Medications such as antibiotics are an effective way to treat UTIs. Prior to treatment, a urine culture and sensitivity test is performed to identify the specific bacteria causing the infection. This allows for the selection of an appropriate antibiotic for treatment.

Urine Culture and Antibiotic Sensitivity Testing

Urine culture and sensitivity testing is the process of growing bacteria in a petri dish and then testing which antibiotics are most effective in stopping the growth. Its important to wait for the results of a urine culture before antibiotics are administered to ensure the correct antibiotic is given, which helps prevent antibiotic resistance.

Management of UTI

Treatment for Struvite

Bladder Stones

Increased risk of UTI has been linked to struvite bladder stones, and it is essential to prevent recurrence. Prescription diets are specially formulated to promote urinary health, reducing mineral and magnesium contents in food and encourages urine acidifiers to prevent the formation of struvite bladder stones.

A low-stress, low-calorie, and a low-carbohydrate diet may be particularly helpful in overweight cats.

Bladder Stones: Types and

Treatment Options


Bladder stones can cause hematuria in cats, and in many cases, medical intervention is necessary.

Treatment depends on the type of bladder stones and may include:



Prescription diets have specialized formulas designed to dissolve struvite stones, which are composed primarily of magnesium, ammonium, and phosphorus.

The food is typically fed for several weeks or months, depending on the severity of the condition.


Medications can decrease the likelihood of recurrence after dissolution of bladder stones. These medications also decrease inflammation and irritation within the urinary tract by increasing blood flow and relaxing muscles.


Surgical intervention is necessary in cases where bladder stones cant be dissolved.

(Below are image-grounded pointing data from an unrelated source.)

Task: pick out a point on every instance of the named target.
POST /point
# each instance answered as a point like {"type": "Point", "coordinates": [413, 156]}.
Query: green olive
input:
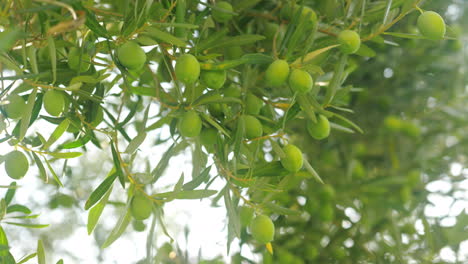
{"type": "Point", "coordinates": [233, 52]}
{"type": "Point", "coordinates": [16, 106]}
{"type": "Point", "coordinates": [327, 193]}
{"type": "Point", "coordinates": [246, 215]}
{"type": "Point", "coordinates": [262, 229]}
{"type": "Point", "coordinates": [287, 12]}
{"type": "Point", "coordinates": [98, 118]}
{"type": "Point", "coordinates": [141, 207]}
{"type": "Point", "coordinates": [393, 123]}
{"type": "Point", "coordinates": [208, 138]}
{"type": "Point", "coordinates": [300, 81]}
{"type": "Point", "coordinates": [138, 225]}
{"type": "Point", "coordinates": [216, 110]}
{"type": "Point", "coordinates": [431, 25]}
{"type": "Point", "coordinates": [54, 102]}
{"type": "Point", "coordinates": [319, 130]}
{"type": "Point", "coordinates": [131, 55]}
{"type": "Point", "coordinates": [187, 69]}
{"type": "Point", "coordinates": [349, 41]}
{"type": "Point", "coordinates": [232, 91]}
{"type": "Point", "coordinates": [253, 127]}
{"type": "Point", "coordinates": [190, 124]}
{"type": "Point", "coordinates": [74, 126]}
{"type": "Point", "coordinates": [277, 73]}
{"type": "Point", "coordinates": [16, 164]}
{"type": "Point", "coordinates": [74, 60]}
{"type": "Point", "coordinates": [222, 12]}
{"type": "Point", "coordinates": [292, 161]}
{"type": "Point", "coordinates": [253, 104]}
{"type": "Point", "coordinates": [326, 212]}
{"type": "Point", "coordinates": [213, 79]}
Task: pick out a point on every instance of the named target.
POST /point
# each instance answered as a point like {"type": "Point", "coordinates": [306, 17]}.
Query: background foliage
{"type": "Point", "coordinates": [405, 92]}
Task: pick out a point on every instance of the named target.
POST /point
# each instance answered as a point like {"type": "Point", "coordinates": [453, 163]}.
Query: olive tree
{"type": "Point", "coordinates": [324, 157]}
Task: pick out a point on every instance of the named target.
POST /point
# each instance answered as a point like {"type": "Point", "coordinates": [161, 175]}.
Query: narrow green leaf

Cystotomy is the most common surgical technique used to remove bladder stones in cats.

During this procedure, the surgeon makes a small incision in the bladder and removes the bladder stones. Types of

Bladder Stones


Bladder Stones

Struvite bladder stones form when cats’ urine is too alkaline, caused by certain bacterial infections. They are composed of magnesium, ammonium, and phosphorus and are the most common type in cats.

Calcium Oxalate and Other Types of

Bladder Stones

Calcium oxalate bladder stones, urate stones and cystine stones, are less common than struvite bladder stones and require different treatment options. Calcium oxalate and urate stones can be managed with diet changes, whereas cystine stones usually require surgery.


Bladder stones and UTI can cause hematuria in cats, and the underlying causes should be determined to help in the selection of the appropriate treatment. Prescription diets, medications, and surgical interventions are used to treat bladder stones whereas Antibiotics are the first line of defense in treating UTIs. It is essential to implement healthier diets, ample hydration and keeping litter boxes clean, to minimize urination-compromising infections and types of stones.

With close observation and prompt treatment, cats with hematuria can overcome any health condition, live happily, and thrive!